Un récit de ce monde

 


Une
leçon venant d'une âme pure pure et confiante

Par un ami initié de Chine continentale
(à l'origine en chinois)

Pendant l'été 2004, j'ai rendu visite à un ami en autobus dans une petite ville chinoise dans laquelle je n'étais jamais allé auparavant. Quand mon autobus a quitté l'autoroute, le temps était morose, et je ne savais absolument pas comment me rendre au centre-ville. Il n'y avait alors personne dans les rues à qui demander mon chemin, à part quelques automobilistes qui passaient.

Après être descendu de l'autobus, j'ai remarqué quelques chauffeurs de taxi qui me hélaient mais je n'ai pas pris leur taxi. Puis, alors que je marchais seul sur la chaussée, un homme d'âge moyen monté sur un cyclo-pousse s'est approché et m'a demandé s'il pouvait m'emmener en ville. J'ai hésité, me souvenant de mes nombreuses expériences passées où l'on m'avait trompé dans des villes. Toutefois l'homme a insisté pour que je monte dans son cyclo-pousse, en disant : «Je ne vous ferai payer qu'un yuan.» Je n'en croyais pas mes oreilles - un yuan - le prix d'une glace à l'eau? Cependant, j'ai décliné l'offre de l'homme. Puis il a continué avec un sourire : «Je pédale jusqu'en ville avec un taxi vide. Laissez-moi vous emmener et gagner un yuan.» Il semblait tout à fait honnête et j'étais relativement convaincu bien que me sentant encore un peu hésitant.

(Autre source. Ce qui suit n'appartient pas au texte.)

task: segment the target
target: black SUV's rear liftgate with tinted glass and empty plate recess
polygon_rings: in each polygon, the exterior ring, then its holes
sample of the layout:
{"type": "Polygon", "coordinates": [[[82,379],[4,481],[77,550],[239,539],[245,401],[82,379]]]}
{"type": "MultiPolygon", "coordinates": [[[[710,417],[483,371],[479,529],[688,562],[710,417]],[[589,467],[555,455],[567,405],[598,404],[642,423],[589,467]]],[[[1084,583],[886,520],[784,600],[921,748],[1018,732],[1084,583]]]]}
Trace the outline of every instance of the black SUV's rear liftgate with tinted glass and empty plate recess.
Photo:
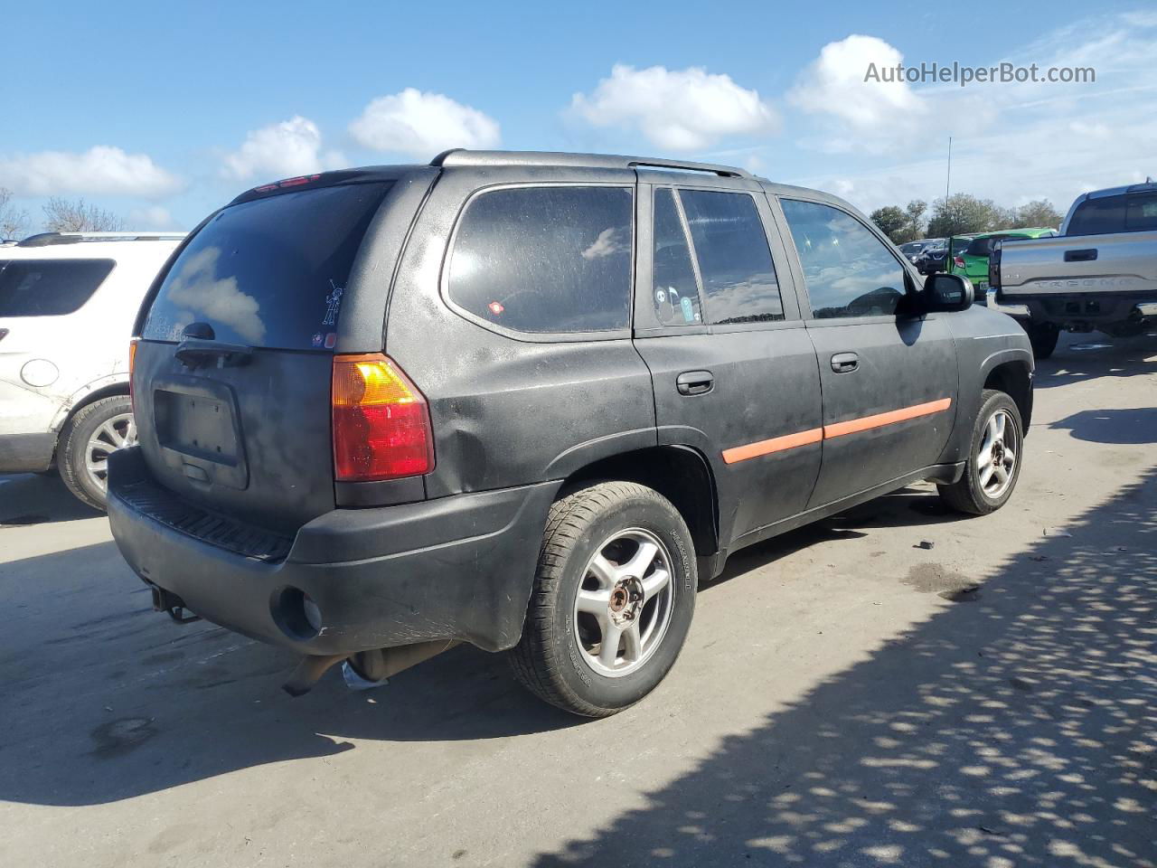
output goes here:
{"type": "MultiPolygon", "coordinates": [[[[347,183],[230,205],[183,248],[143,316],[133,377],[162,485],[277,531],[333,509],[332,354],[389,190],[347,183]]],[[[378,341],[382,323],[378,310],[378,341]]]]}

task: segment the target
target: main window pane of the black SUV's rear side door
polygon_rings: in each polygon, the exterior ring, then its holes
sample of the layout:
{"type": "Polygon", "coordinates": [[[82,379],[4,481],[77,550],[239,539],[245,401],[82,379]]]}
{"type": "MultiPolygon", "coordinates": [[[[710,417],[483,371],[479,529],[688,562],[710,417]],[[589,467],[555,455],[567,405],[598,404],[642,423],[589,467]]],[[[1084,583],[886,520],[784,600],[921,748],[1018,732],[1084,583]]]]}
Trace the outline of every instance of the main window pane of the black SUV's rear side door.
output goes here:
{"type": "Polygon", "coordinates": [[[703,281],[707,322],[758,323],[783,318],[767,234],[746,193],[680,190],[703,281]]]}

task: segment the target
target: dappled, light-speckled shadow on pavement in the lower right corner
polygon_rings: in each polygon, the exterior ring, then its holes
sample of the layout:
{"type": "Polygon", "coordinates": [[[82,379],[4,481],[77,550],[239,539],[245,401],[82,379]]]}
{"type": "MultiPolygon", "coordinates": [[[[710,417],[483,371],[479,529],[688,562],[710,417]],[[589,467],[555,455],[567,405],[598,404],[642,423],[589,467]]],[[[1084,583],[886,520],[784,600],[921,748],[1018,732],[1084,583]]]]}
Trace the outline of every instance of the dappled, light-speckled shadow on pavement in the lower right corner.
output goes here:
{"type": "Polygon", "coordinates": [[[1068,527],[536,865],[1152,866],[1157,473],[1068,527]]]}

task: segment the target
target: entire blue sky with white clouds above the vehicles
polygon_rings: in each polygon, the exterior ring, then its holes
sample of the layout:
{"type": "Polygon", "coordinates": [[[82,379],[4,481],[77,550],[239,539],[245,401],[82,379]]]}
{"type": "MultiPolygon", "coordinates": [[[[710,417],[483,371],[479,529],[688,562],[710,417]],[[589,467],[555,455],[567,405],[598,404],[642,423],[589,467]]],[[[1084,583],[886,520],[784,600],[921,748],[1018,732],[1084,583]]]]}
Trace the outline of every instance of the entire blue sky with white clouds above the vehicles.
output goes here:
{"type": "Polygon", "coordinates": [[[441,147],[731,162],[870,209],[1157,176],[1141,3],[14,5],[0,186],[189,228],[237,192],[441,147]],[[867,64],[1091,65],[1096,83],[878,84],[867,64]]]}

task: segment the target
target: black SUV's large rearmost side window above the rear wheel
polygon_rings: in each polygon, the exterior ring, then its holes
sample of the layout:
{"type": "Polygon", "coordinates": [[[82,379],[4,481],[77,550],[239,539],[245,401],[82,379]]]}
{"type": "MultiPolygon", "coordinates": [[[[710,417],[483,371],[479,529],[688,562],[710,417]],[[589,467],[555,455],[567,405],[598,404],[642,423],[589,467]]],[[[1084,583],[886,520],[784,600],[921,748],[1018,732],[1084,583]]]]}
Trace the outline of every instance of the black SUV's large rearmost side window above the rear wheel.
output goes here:
{"type": "Polygon", "coordinates": [[[524,332],[626,329],[629,187],[493,190],[466,208],[450,255],[450,300],[524,332]]]}

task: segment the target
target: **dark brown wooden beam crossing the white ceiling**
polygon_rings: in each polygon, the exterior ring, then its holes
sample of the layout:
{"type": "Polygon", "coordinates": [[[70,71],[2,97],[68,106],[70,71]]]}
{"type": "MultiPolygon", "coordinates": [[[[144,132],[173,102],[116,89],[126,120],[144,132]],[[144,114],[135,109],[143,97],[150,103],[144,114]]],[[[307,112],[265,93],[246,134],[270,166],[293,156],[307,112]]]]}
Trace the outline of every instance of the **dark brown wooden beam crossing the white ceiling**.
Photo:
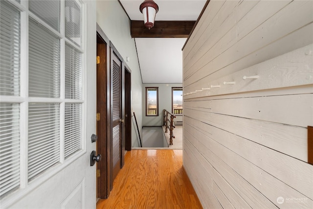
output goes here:
{"type": "Polygon", "coordinates": [[[132,38],[188,38],[196,21],[155,21],[150,30],[143,21],[131,21],[132,38]]]}

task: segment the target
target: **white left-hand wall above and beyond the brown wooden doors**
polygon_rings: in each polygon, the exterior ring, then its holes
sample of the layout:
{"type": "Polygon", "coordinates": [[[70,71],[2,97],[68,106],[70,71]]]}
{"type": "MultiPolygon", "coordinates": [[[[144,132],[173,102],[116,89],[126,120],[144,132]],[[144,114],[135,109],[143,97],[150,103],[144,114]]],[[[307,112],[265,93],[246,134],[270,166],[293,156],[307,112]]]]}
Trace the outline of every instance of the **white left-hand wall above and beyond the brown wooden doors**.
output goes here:
{"type": "MultiPolygon", "coordinates": [[[[135,112],[139,131],[142,126],[142,80],[130,20],[117,0],[97,0],[97,23],[132,70],[132,113],[135,112]]],[[[136,128],[132,124],[132,144],[136,146],[136,128]]]]}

Alors j'ai dit : «Ça a l'air bien mais une fois au centre-ville, les choses pourraient être différentes, comme je ne suis pas du coin.» L'homme avait l'air déçu mais il m'a laissé décider. Puis finalement, je suis monté dans le cyclo-pousse.

Le trajet jusqu'en ville était long mais l'homme dit avec fermeté : «Peu importe la partie de la ville où vous allez, je ne vous ferai payer qu'un yuan. Je suis sérieux.» Pendant que nous nous dirigions vers le centre-ville, nous avons parlé et j'ai appris qu'il était sans emploi, célibataire et qu'il vivait avec ses parents âgés. Et alors que je regardais ses pieds en mouvement, ses bras et son dos bronzés par le soleil, j'ai été convaincu qu'il était un honnête homme et j'ai eu de la compassion et me suis même senti désolé pour lui. Quand nous sommes arrivés au centre-ville, j'ai vu un arrêt d'autobus et je voulais descendre et prendre un autobus jusque chez mon ami. Aussi, puisqu'il faisait vraiment chaud ce jour-là, j'espérais qu'il pourrait avoir un nouveau client et gagner un yuan de plus. Mais l'homme ne voulait pas me laisser descendre de son cyclo-pousse, disant : «Ça veut dire que vous ne me faites pas confiance.» Il m'a alors demandé à plusieurs reprises de rester assis, puisqu'il avait promis de me conduire jusqu'à destination.

Enfin, nous sommes arrivés et je lui ai tendu cinq yuans. Mais il a refusé l'argent, disant qu'il n'avait pas la monnaie. «C'est le prix que je veux payer. Vous n'avez pas besoin de me rendre la monnaie», ai-je répondu, et ses yeux se sont ouverts d'ahurissement. J'ai alors dit: «Vous méritez cette somme en raison de votre honnêteté, et j'espère que vous garderez toujours un cœur pur et bon.» Puis le conducteur m'a serré la main avec gratitude et nous nous sommes dit au revoir à contrecœur.

Je ne suis pas riche et je savais qu'un peu d'argent ne pouvait pas changer la  situation du conducteur. Mais j'espérais lui donner un peu d'encouragement et exprimer mon amour et ma profonde reconnaissance pour ce qu'il avait fait.

Plus tard mon ami m'a dit que la ville était économiquement sous-développée, et que même si j'avais pris un taxi ce jour-là, le prix n'aurait été que de quatre yuans. Mais j'ai réalisé que j'avais roulé à bord du cyclo-pousse au lieu d'un taxi parce que Dieu m'avait donné l'opportunité d'apprendre ce qu'est un cœur pur et confiant. Ce n'est qu'après avoir commencé à pratiquer spirituellement que l'on comprend vraiment et profondément la valeur de l'honnêteté et de la confiance, qui ne peuvent être achetées avec de l'argent.